Wednesday, April 2, 2014

Filling the void in Rudy York's card legacy, Part 1


As I sat down at the computer this morning to work on this posting I pulled yesterday's page off my chihuahua-a-day desk calendar and noticed today is the 15th anniversary of my father's death.

It's fitting that my completion of a pair of Rudy York "cards that never were" comes on that anniversary because York was my dad's favorite ballplayer. He is one of the big leaguers of the 1930s and 1940s of whom my dad often spoke when we talked baseball while watching the Braves or the Cubs on the "superstations" of the 1980s.

As is my wont, I'm not going to regale you here with York's life story or baseball career; there are lots of places on the internet where you can find that information. You can't do better than Terry Sloope's extensive entry in the SABR Baseball Biography Project: http://sabr.org/bioproj/person/e31f1169 .

I will, however, point out a couple of my favorite York career highlights.
  • York’s single in the bottom of the second inning of 1945 World Series Game 3 kept the Cubs’ Claude Passeau from a no-hitter.
  • Between 1939-46 York missed only nine of his teams’ 1,087 games. He appeared in every game in 1940, 1941 and 1945.
  • In 1937, York set a major league record by hitting 18 home runs in the month of August. Babe Ruth had previously held the record with 17. York’s mark was bested in June, 1998, by Sammy Sosa – whether you chose to accept that as valid is up to you.
  • In May, 1938, he set the record for most grand slam home runs in a month (3). That record has since been tied eight times. 
  • On July 27, 1946, York hit two grand small home runs in the same game off Tex Shirley of the St. Louis Browns. He also doubled and walked in that game, which the Red Sox won 13-6. York had 10 RBIs.
  • After he left the Tigers, Briggs Stadium became a jinx ballpark for York.In 12 games there with the Red Sox in 1946, York was 3-for-43 at the plate (.070) with 16 strikeouts and no home runs. In 1947 with the White Sox he hit .156 (5-for-32) there in eight games with one home run and five strikeouts. He played in just two games there with the Athletics in 1948; he was 0-for-5, striking out once.
  • York was selected to the American League All-Star team seven times between 1938-47; in the five games in which he played he batted .308.
  • During his career he was in the Top 5 in the American League in home runs nine times and in RBI's seven times.
  • In the 1946 World Series, York hit home runs in Games 1 and 3. The homers were hit with one of Hank Greenberg's bats, which had been sent to Ted Williams as part of an on-going good-natured ribbing between Greenberg and Williams. 
For as big a star as Rudy York was in the late 1930s and early 1940s, he seems to have been given short shrift from the baseball card companies in his playing days. It's true that his major league days began at the tail end of the great bubblegum card era of the 1930s, and that his career was over by the time Bowman and Leaf revived the genre in 1948.

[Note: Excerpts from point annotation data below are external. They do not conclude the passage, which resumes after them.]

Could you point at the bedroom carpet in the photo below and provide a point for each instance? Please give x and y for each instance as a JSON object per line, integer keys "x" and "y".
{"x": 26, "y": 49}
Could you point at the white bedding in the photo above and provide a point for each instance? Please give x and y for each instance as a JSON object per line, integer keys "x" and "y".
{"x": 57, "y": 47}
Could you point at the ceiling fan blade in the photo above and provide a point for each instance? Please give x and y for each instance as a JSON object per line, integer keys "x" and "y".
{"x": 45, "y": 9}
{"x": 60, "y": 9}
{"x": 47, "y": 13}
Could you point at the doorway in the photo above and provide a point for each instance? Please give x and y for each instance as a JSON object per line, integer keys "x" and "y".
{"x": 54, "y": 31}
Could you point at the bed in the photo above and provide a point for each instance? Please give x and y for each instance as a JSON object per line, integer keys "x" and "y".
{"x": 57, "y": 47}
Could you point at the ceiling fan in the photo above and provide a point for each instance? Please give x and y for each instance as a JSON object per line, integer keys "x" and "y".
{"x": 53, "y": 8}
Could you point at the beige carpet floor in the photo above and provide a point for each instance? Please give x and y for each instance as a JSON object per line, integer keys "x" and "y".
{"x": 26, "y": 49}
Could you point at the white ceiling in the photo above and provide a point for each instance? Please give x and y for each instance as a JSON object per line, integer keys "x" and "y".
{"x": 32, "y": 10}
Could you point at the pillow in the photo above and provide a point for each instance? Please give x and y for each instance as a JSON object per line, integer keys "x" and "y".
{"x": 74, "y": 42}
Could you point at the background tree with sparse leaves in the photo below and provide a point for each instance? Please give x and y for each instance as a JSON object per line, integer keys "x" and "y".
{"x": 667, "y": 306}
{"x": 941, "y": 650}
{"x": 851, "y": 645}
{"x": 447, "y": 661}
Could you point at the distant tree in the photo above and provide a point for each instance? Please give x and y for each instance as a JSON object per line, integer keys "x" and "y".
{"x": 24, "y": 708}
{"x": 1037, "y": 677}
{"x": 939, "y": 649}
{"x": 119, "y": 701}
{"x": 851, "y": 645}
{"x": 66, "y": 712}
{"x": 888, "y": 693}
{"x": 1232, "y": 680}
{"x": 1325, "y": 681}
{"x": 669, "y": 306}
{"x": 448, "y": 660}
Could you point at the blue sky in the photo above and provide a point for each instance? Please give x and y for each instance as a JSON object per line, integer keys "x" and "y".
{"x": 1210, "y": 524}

He is among the 24 players in the 1938 Goudey Heads-Up set, and is included in both versions of the 1939 Goudey premium photos. 

York is also in the Exhibit Supply Co. "Salutation" series of 1939-46. In 1940 Wheaties included him in the 1940 "Champs" of the U.S.A. box-back set.

Certainly the scarcest career-contemporary Rudy York card is found in the 1940 Michigan Sportservice large-format team set of 21 Detroit Tigers. 

After he was traded to Boston, York was included in the 1946 and 1947 Red Sox team picture packs.

However, he was completely ignored by Play Ball in its 1939-41 sets. I have to wonder why Gum, Inc. snubbed York in those sets. There were 162 players in the 1939 set, 240 in the 1940 issue (albeit including a couple of dozen "old-timers") and 72 in the 1941 set. At a time when major league rosters comprised just 400 players, it's a mystery why York was omitted.

Similarly, York didn't make the cut for the 75-card (130 different players) 1941 Double Play set.

My custom creation of a 1940 Play Ball-style Rudy York card helps fill one of those gaps. I've also finished up a 1941 Play Ball-style card that I'll show you tomorrow.